Oil Slumps as Saudi Offer to Iran Prior to Freeze Deal Proves Empty

by Ship & Bunker News Team
Friday September 23, 2016

A widely reported pre-freeze offer from Saudi Arabia to Iran that turned out to be erroneous caused a wild market ride on Friday; this coupled with grim news from the Saudis about the talks ultimately caused oil prices to fall around 4 percent.

Brent dropped $1.67, or 3.5 percent, at $45.98 per barrel, while West Texas Intermediary was down $1.76, or 3.8 percent, at $44.56.

The losses were attributed to Bloomberg reporting the comments from unnamed OPEC delegates that the Saudis do not expect a deal coming from  Organization of the Petroleum Exporting Countries (OPEC) members and non-members when they meet in Algeria next week.

But that prognosis was telegraphed earlier in the week by Mohamed Faraj Al Mazrouei, energy minister for the United Arab Emirates, who told media "We're not meeting for a decision, we are meeting for a consultation, and we will see what that meeting produces."

Earlier Friday, reports that the Saudis had offered to cut oil production if Iran agreed to cap its own output caused Brent and WTI to climb to their largest weekly gain in over a month.

Again, the reports were based on unnamed sources, who told Reuters "They (the Saudis) are ready for a cut but Iran has to agree to freeze," and that the offer had been presented to Tehran; the sources also said the United Arab Emirates, Qatar, and Kuwait were expected to contribute to any reduction if an agreement was reached.

Zero Hedge helped burst the bubble by pointing out that the offer "was promptly shut down by third party observers: moments ago, Wall Street Journal reporter Summari Said effectively killed this particular attempt to spike the price of oil when she reported - also citing sources - that Saudis and Iranians have clashed over output freeze levels, and that Iran has refused to cap output."

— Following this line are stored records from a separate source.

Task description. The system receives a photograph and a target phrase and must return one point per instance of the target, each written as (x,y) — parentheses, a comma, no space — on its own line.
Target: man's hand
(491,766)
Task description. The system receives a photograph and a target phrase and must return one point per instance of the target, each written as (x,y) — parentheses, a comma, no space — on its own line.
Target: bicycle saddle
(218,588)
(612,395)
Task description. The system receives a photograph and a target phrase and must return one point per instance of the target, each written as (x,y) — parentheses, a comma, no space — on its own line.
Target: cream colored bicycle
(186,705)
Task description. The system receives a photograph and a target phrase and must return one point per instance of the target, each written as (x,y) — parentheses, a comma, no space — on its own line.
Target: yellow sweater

According to the most reliable sources, Iran won't consider a cap until its output reaches 4.75 to 5 million barrels per day (bpd) – which is entirely consistent with the Islamic republic's most recent official declarations.

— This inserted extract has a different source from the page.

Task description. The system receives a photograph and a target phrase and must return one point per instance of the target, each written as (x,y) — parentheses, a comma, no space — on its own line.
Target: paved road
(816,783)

Said wrote that an Iranian official said his country was unlikely to agree to a freeze because it would force the republic to suspend output at 3.6 million bpd; also, "Saudi Arabia and Iran also couldn't agree on what statistics should be used to determine oil output levels for a potential freeze.

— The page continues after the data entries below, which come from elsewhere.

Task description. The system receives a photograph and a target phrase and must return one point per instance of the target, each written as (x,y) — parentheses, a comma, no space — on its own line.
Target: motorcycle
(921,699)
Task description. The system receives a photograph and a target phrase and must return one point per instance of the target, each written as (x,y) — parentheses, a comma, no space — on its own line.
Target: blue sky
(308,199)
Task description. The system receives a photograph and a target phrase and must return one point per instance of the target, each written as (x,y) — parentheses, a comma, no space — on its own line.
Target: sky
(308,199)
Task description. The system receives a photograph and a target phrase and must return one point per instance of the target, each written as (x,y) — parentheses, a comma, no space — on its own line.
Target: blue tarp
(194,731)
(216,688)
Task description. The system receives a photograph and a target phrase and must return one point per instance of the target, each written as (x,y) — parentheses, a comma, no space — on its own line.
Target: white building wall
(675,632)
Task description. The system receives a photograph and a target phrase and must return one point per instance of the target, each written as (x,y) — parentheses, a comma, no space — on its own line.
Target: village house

"The disagreement took place among midlevel officials from Saudi Arabia, Iran, Qatar and Algeria meeting at OPEC's headquarters in Vienna."

Zero Hedge set the tone for market reporting over the next week by stating, "We expect many more such headline headfakes in the coming days and especially early next week during the Algiers OPEC meeting."

Once again, under reported on Friday is the majority consensus from analysts that record-level output will render a freeze meaningless anyway: Christof Ruehl, global head of research for Abu Dhabi Investment Authority, recently stated that the "massive" overhang of inventory means "we'll have to wait a while, probably two years," for it to clear and for a true stabilization to occur.